El 20 de enero, será siempre un hito vivencial en el recorrido de vida de todos los jaujinos. También será una oportunidad dolorosa de evocar los nombres de quienes dejaron las crueldades de este tiempo y partieron al reino desconocido del éter y el silencio: “Jara” Arteaga, el tío Erasmo, “Mocho” Suárez, Antonio Bravo, Epi Sánchez, en fin. ¡Tantos nombres! La fatiga de estas celebraciones nos restaba aliento para continuar el jolgorio tunantero en tierras de Julcán, por ello y ante la proximidad de los carnavales reservábamos energías para renovarlas en los barrios de Jauja. Ya sabíamos que teníamos que empezar por La Salud y terminar en Chinchán. Pero, reticentes y calculadores como éramos, guardábamos lo mejor de nosotros para Huarancayo y La Libertad. Empezábamos con la patasca de las traídas de monte y concluíamos con la recepción en el Casino Jauja que los padrinos del año entrante recibían de los padrinos salientes. Al final, ya exhaustos nos retirábamos presurosos y preocupados porque en casa no nos descubran el aliento fiestero. Los más suertudos dibujaban sus sombras en los zaguanes de algunas casonas, donde las parejas se prodigaban caricias mutuas. ¡Qué lindas son las vacaciones en Jauja!
Pasados los carnavales, marzo era un mes que imprimía en nuestros rostros un rasgo sombrío; un mes al que llegábamos temerosos de saber que pronto retornaríamos al lugar donde debíamos continuar nuestros estudios.
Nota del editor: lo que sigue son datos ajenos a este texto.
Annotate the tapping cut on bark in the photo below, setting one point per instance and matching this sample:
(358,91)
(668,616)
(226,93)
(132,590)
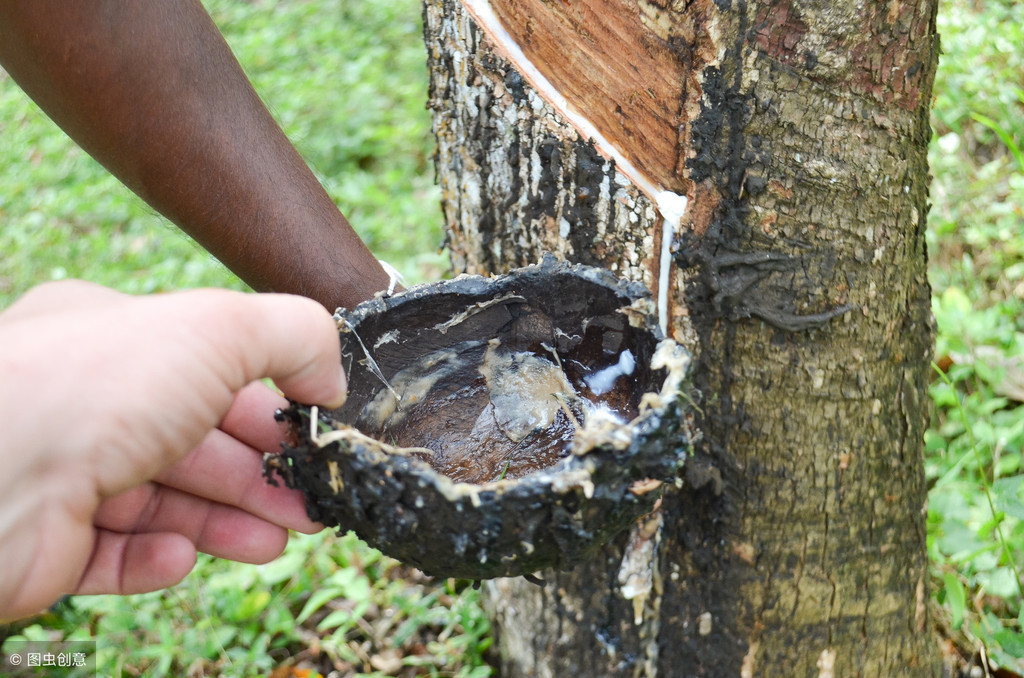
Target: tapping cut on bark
(495,426)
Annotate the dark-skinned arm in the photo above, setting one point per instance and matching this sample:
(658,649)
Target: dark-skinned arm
(152,90)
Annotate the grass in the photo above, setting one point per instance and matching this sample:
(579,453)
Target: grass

Ello no era óbice para darse maña e ir al Cine Colonial para concretar alguna cita concertada y luego darse una vuelta en ese rincón de la bohemia que era el famoso Billar Doria. Allí era normal encontrar a famosos taqueros “enfermos” por el billar de tres bandas y las billas. Boquiabiertos admirábamos las “voladas” de Fukushima, el famoso “Twist” Quintana, Laguado, Pita, “Pato” Bonilla, Julio Lobe, etc. Ver a esos taqueros era como ver “doctorados” del paño verde. De todos, el más pulcro y sereno era el “Twist”, siempre enfundado en una elegancia de un Pedro Navaja andino. Y al fondo, en ese Doria del recuerdo se escuchaban las notas sonoras de los jaraneros de Jauja, donde no faltaba la voz potente y armoniosa del “Chino” Loayza, el timbre pastoso de “Collo” Lizárraga, las guitarras de Pepe Martínez y Germán Osnayo; hasta que las madrugadas nos sorprendían acariciando un buen coñac que nos suma, luego, en un profundo sueño.
Y así se iban extinguiendo nuestras vacaciones y ya sabíamos que, al final, las partidas eran tristes pero necesarias. Los adioses llegaban de pronto y nos alejaban, nuevamente, de nuestros seres amados. Los caminos del retorno eran callados testigos del recuerdo de todo lo vivido y sufrido en este breve periodo de descanso. Y sabíamos, también que el olvido, amenazaba como un manto generoso de nuestra alegría, pues, lo que nos esperaba más adelante suponía nuevas responsabilidades de estudiante. Esos fueron los años dorados de nuestra juventud.